Co-authored by Robert S. Whitman and Adam J. Smiley

The Second Circuit heard arguments this morning in two cases that raise critical issues for the fate of internships in for-profit businesses: Fox Searchlight’s appeal of the decision granting summary judgment and class certification to interns who worked on film productions, and the appeal by former Hearst Corporation interns whose motion for class certification was denied.

Lawyers from both sides, and from the U.S. Department of Labor, sought to persuade the Court of the appropriate test to evaluate whether interns are employees, subject to the minimum wage and overtime provisions of the FLSA, or “trainees” who are not entitled to compensation.  Under the common law “primary benefit” test advanced by the companies, if the internship primarily benefits the intern rather than the employer, the intern is properly deemed a trainee.  The interns and the DOL voiced support for the DOL’s strict 6-factor test, which provides that if each factor is not satisfied, the intern is entitled to compensation.

The panel of Judges Walker, Jacobs, and Wesley peppered the lawyers with questions, at times joking about the lack of internships when they were students in the “stone age.”  Overall, they were critical of the application of the rigid DOL test, with Judge Wesley candidly noting that the three judges are “skeptics” of the 6-factor approach.

Here are the highlights of the arguments:

  • The panel focused on the utility of the primary benefit test for judges who are accustomed to conducing balancing inquiries.  The primary benefit test, they said, allows for such a balancing analysis, with consideration of all the key issues, while the DOL test is rigid and does not allow for the consideration of important issues such as the receipt of academic credit, the brevity of internships, or the fact that an internship may end at the same time as the academic semester.
  • In further challenging the rigidity of the 6-factor test, Judge Jacobs wondered what a reference letter for an intern would look like if the program fully conformed with the DOL test – suggesting that such a letter would be an “absurd” read that would not paint the intern in a favorable light.
  • In response to this tough questioning, the DOL made what appeared to be an important admission:  that its test is not absolutely rigid, and that under certain circumstances, an intern may properly be deemed a trainee even if the internship did not meet all 6 of the DOL factors.  Lawyers for Fox jumped on this statement as an additional indication that the DOL test is facially contradictory and is in essence encompassed by the primary benefit test.
  • The panel also commented that an intern’s decision to accept no compensation, and no expectation of a future job, suggests that the intern was in fact gaining a benefit from the program – because there would be no reason to accept such a position without other benefits.  Lawyers for the interns countered that, since the 2008 recession, students are desperate to get their feet in the door and are willing to take internships with no benefits in exchange for the remote possibility of a job down the road.
  • The panel, picking up on the interns’ argument, questioned how an intern could gain an educational benefit from performing menial tasks, such as getting coffee and running errands.  The employers argued that being immersed in a particular industry’s work environment and evaluating a type of job are tangible benefits that should be considered under the primary benefit test.  While he acknowledged that this was just one part of the analysis, Judge Wesley expressed disagreement with the proposition that simply “[learning] to co-exist in a work environment” is educational.
  • The panel, and Judge Jacobs in particular, seemed persuaded that the grant of academic credit by an educational institution was an important consideration in favor of finding that an internship had a valid educational component.  Judge Jacobs also criticized the interns’ suggestion that the payment of minimum wage was an easy fix, suggesting that the slew of other legal protections that come with employee status might make it impossible to fire an intern – an observation that drew laughter from the audience.
  • The panel seemed to believe that any internship would necessarily require interns to perform some “real work.”  Judge Jacobs, in fact, gave an example of law school clinic programs where law students clamored for “real work” in writing briefs and meeting with witnesses, and how this is what makes internships desirable.

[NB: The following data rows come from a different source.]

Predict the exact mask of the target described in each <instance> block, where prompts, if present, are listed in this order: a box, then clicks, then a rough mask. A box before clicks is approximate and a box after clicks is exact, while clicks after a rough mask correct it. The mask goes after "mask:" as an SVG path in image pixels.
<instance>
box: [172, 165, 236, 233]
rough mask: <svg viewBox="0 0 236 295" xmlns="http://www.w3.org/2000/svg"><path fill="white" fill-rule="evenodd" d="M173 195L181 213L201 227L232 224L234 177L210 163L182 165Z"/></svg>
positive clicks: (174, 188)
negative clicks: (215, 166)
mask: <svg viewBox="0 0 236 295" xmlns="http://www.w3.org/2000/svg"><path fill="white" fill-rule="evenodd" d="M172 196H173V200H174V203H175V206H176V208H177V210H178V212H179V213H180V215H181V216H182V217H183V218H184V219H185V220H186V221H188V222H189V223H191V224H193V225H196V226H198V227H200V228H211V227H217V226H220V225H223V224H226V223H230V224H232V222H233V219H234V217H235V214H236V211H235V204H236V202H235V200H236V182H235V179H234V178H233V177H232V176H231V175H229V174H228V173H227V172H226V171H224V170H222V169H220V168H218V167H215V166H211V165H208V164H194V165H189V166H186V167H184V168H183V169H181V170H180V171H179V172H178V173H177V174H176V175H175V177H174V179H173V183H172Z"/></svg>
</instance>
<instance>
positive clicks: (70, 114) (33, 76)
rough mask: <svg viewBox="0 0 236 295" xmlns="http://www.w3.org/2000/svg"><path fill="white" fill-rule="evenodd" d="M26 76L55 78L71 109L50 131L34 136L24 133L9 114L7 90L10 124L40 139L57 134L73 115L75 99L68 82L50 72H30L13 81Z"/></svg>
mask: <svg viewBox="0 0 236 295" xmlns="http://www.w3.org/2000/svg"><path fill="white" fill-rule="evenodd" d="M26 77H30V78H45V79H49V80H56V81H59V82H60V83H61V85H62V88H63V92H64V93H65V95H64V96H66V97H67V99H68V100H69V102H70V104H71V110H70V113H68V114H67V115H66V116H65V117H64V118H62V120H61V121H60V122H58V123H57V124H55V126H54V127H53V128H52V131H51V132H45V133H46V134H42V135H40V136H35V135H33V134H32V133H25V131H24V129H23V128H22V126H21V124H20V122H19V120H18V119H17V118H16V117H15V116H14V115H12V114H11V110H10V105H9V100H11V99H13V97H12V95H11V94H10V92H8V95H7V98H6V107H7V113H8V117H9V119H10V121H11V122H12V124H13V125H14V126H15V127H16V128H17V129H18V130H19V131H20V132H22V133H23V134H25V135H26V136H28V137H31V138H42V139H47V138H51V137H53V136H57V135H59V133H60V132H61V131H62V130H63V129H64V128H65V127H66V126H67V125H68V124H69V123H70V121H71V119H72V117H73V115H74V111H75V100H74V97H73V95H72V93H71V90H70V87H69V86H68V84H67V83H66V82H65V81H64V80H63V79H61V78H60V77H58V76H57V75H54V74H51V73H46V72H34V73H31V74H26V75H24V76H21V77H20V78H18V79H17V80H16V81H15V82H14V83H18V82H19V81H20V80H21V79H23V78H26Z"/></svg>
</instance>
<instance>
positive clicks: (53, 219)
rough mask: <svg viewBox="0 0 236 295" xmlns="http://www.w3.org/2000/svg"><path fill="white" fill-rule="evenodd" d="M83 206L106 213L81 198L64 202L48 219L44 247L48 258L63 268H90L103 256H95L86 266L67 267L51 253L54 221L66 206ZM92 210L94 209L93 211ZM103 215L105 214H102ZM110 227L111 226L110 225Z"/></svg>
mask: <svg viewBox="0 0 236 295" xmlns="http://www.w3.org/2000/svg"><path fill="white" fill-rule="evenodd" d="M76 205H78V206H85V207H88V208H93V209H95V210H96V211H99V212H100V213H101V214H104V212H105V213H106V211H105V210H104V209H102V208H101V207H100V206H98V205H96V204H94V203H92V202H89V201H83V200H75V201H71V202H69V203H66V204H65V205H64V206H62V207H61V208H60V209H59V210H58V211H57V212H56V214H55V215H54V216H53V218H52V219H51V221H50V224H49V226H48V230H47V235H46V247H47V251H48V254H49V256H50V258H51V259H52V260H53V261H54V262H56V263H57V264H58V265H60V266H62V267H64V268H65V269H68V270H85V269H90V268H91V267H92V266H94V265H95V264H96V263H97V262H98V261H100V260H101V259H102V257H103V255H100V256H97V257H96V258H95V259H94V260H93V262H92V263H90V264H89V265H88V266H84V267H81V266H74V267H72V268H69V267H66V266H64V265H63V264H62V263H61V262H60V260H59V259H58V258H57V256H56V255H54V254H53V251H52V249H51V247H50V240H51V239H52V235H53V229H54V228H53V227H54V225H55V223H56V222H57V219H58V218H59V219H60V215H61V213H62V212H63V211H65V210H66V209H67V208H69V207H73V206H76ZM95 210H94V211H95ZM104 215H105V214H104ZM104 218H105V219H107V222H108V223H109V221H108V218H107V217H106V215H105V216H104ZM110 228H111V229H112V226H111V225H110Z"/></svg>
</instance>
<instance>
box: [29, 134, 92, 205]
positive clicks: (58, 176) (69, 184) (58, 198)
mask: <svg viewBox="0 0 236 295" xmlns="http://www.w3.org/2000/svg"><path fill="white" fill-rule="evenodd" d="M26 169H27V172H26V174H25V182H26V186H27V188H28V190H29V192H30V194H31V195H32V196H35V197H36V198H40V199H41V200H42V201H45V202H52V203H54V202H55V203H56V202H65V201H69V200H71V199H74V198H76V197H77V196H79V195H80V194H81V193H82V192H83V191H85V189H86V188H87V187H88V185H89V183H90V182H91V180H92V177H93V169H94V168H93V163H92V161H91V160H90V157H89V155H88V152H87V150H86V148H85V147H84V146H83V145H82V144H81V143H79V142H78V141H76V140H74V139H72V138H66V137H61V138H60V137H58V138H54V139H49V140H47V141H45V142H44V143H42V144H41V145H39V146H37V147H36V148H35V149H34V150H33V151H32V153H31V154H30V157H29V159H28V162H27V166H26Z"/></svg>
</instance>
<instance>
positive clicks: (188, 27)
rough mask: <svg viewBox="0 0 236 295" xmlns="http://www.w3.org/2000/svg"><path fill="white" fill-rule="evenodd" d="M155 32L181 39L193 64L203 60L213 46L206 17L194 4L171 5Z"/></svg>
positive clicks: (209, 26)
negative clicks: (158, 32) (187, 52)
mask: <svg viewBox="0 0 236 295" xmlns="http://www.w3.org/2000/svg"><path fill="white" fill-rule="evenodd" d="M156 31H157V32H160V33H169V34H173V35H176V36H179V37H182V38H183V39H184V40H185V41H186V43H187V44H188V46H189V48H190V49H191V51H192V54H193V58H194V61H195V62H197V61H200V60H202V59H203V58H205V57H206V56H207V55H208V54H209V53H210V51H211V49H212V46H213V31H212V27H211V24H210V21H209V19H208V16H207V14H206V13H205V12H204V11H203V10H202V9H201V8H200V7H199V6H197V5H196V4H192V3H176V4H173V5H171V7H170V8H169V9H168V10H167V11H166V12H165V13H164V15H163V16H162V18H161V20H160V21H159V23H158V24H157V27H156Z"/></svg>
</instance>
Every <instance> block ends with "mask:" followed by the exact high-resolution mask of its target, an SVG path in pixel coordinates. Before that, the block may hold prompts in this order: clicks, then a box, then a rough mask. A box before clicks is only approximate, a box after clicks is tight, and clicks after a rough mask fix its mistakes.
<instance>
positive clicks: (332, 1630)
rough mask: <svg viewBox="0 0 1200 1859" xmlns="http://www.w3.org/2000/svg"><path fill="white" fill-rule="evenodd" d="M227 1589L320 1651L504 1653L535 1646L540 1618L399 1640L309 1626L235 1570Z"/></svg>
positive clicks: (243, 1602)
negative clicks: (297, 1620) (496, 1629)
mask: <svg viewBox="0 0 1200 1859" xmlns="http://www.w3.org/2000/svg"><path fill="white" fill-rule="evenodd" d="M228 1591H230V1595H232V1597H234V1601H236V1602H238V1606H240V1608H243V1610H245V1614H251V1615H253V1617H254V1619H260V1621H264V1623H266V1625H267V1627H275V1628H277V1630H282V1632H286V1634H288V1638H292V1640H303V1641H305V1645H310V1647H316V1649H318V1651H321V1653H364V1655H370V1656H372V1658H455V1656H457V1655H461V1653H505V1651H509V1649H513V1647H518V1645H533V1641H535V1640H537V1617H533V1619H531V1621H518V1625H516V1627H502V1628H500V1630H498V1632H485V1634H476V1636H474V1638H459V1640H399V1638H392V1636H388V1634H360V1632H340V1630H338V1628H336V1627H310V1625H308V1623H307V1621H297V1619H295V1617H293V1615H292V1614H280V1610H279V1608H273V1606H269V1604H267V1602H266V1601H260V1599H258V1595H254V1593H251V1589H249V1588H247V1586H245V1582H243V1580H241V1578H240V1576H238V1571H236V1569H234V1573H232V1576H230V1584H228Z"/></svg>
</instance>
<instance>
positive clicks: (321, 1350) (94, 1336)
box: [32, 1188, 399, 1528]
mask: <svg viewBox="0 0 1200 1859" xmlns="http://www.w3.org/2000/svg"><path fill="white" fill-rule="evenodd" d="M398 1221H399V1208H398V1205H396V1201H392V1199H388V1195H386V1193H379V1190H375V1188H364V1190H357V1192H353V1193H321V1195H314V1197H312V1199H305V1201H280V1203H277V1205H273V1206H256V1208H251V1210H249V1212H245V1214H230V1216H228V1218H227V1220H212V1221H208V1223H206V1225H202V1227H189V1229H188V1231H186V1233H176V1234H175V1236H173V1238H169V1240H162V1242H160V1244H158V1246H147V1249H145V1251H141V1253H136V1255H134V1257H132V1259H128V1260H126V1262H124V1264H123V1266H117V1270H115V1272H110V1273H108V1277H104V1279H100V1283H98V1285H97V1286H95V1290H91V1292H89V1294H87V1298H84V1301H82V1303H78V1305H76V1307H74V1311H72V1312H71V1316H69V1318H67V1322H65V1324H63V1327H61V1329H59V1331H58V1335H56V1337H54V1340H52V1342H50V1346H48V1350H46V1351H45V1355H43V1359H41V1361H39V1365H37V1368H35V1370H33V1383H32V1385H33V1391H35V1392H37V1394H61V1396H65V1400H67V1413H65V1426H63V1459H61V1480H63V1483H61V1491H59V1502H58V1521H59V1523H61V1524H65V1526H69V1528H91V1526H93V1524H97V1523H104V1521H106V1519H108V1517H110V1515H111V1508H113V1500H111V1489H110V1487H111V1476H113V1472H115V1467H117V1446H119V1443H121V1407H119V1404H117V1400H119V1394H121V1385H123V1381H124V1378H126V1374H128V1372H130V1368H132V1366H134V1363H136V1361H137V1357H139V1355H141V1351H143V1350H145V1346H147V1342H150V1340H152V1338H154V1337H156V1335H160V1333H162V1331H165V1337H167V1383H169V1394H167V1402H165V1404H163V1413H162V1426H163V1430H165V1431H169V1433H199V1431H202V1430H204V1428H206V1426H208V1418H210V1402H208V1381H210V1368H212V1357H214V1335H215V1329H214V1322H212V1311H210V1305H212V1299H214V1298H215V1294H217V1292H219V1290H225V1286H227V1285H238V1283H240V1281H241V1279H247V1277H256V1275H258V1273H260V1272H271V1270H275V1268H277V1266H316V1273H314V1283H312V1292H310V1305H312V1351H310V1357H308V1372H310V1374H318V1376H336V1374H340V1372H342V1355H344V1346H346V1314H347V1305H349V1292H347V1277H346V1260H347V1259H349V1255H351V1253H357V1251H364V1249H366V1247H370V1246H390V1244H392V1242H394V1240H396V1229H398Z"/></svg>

It may be months before the court issues its decision, and we will provide an update as soon as that happens.  In the meantime, employers should continue to carefully scrutinize their internships to ensure that, at a minimum, the interns are the primary beneficiaries of the program.  We also recommend that employers at least look to the DOL factors as a guide in this analysis, as some of those factors may be adopted by the Court as part of a balancing test, even if it rejects the strict 6-factor approach.